Agricultura, tema clave en la negociación del TLC
Los tratados CAFTA (Central American Free Trade Area) y del TLC Chile-EEUU son
importantes para los andinos, ya que sirven de base para las negociaciones con EEUU. Como
resultado principal en ambos acuerdos se logró la liberalización completa en los mercados
agrícolas, sin embargo, no se incluyen medidas para limitar (o eliminar) los subsidios
estadounidenses a los productores locales, tema que EEUU prefieren discutir en el ámbito de la
OMC. Para los países andinos, la reducción de los subsidios agrícolas en EEUU representan un
elemento clave, dado que una liberalización sin la eliminación de éstos se traducirá en una fuerte
competencia para los productos locales, mientras que las preferencias de ATPDEA ya garantizan
prácticamente el acceso libre de aranceles a los productos agrícolas andinos en EEUU. En este
sentido, es importante mencionar que los países de la región no pueden descuidar el frente de las
negociaciones multilaterales, donde todo parece indicar que se estaría avanzando para lograr un
acuerdo que facilite las negociaciones (principalmente entre EEUU y Europa) y permita la mayor
liberación de este sector. Esto último es clave para los países andinos, ya que con una agenda de
negociación tan exigente como la planteada, y dado que los recursos son escasos, se impondrá
una fuerte presión en los negociadores comerciales de los países andinos en distintos frentes.

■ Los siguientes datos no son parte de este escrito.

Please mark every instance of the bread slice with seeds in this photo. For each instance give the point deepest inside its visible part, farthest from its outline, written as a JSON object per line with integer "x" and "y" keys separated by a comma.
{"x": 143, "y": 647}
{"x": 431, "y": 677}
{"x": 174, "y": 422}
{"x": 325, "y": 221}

Temas que indican posición inicial de negociación relativamente “dura” por parte de EEUU
EE.UU. planteará eliminar Drawback en negociación de TLC
Unos de los aspectos que se espera será planteado por EEUU en el marco de las
negociaciones del TLC con los países andinos (Colombia, Ecuador y Perú) es la eliminación del
beneficio de devolución de impuestos a las exportaciones por parte de los países andinos. Sin
lugar a dudas que este tipo de consideración plantea un punto de partida para las negociaciones
norteamericanas, que limitará el campo de acción de los países en términos de las políticas de
promoción de las exportaciones. Esto ocurre sobretodo cuando se toma en cuenta la existencia de
apoyo significativo a los productores y exportadores norteamericanos en áreas que le son
sensibles (por ejemplo, el sector agrícola).

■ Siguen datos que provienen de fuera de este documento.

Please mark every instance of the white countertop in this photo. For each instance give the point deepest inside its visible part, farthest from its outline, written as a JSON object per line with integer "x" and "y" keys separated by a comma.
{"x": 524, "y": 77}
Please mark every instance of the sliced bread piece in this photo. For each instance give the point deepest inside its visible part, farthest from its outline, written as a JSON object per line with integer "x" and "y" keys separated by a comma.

Propuestas de cobros de impuesto a remesas de inmigrantes latinoamericanos
Adicionalmente, en el congreso norteamericano surgió la propuesta de cobrar un impuesto
del 5 por ciento de las transferencias que los inmigrantes latinoamericanos hacen a sus países de
origen. Esta iniciativa, que aún no es un proyecto de ley, ha sido presentada por el congresista
republicano Tom Tancredo, esto en el marco del reciente informe del Banco Interamericano de
Desarrollo (BID), donde se indica que los inmigrantes de América Latina y el Caribe podrían enviar
este año a sus países unos 30.000 millones de dólares en remesas. A pesar de que esto no afecta
exclusivamente a los países andinos, es algo que sin lugar a dudas deberá ser discutido durante
las negociaciones de los TLCs.
Estas dos iniciativas destacan la necesidad de unificación en los esfuerzos por parte de los
países, específicamente a través de una negociación conjunta. Dicha estrategia resultaría de gran
utilidad para poder negociar efectivamente un mayor margen de maniobra a nivel de las políticas
de apoyo a sectores, e impedir la aplicación de medidas impositivas a las remesas que los países
andinos reciben desde EEUU, remesas que cada día representan una fuente más importante de
recursos para los países de América Latina en general, y de los andinos en particular.
Agenda pendiente
Finalmente, el hecho que las negociaciones de los TLCs estén avanzando en la mayoría
de los países de la región, implica que el proceso de negociación del ALCA se ve diluido, ya que
los países interesados en una mayor integración con EEUU están avanzando bilateralmente,
mientras que aquellos países que no quieren el ALCA, o los más escépticos los que quedarían en
la negociación. Algo clave que deben entender los países de la región, es que parte importante de
los potenciales beneficios de un acuerdo como el ALCA están asociados al logro de una mayor
apertura internamente en la región. De no avanzarse en este frente hemisférico, quedaría
pendiente avanzar aún más en el proceso de integración subregional, para eliminar las barreras
existentes y facilitar el crecimiento del comercio entre los países de la región.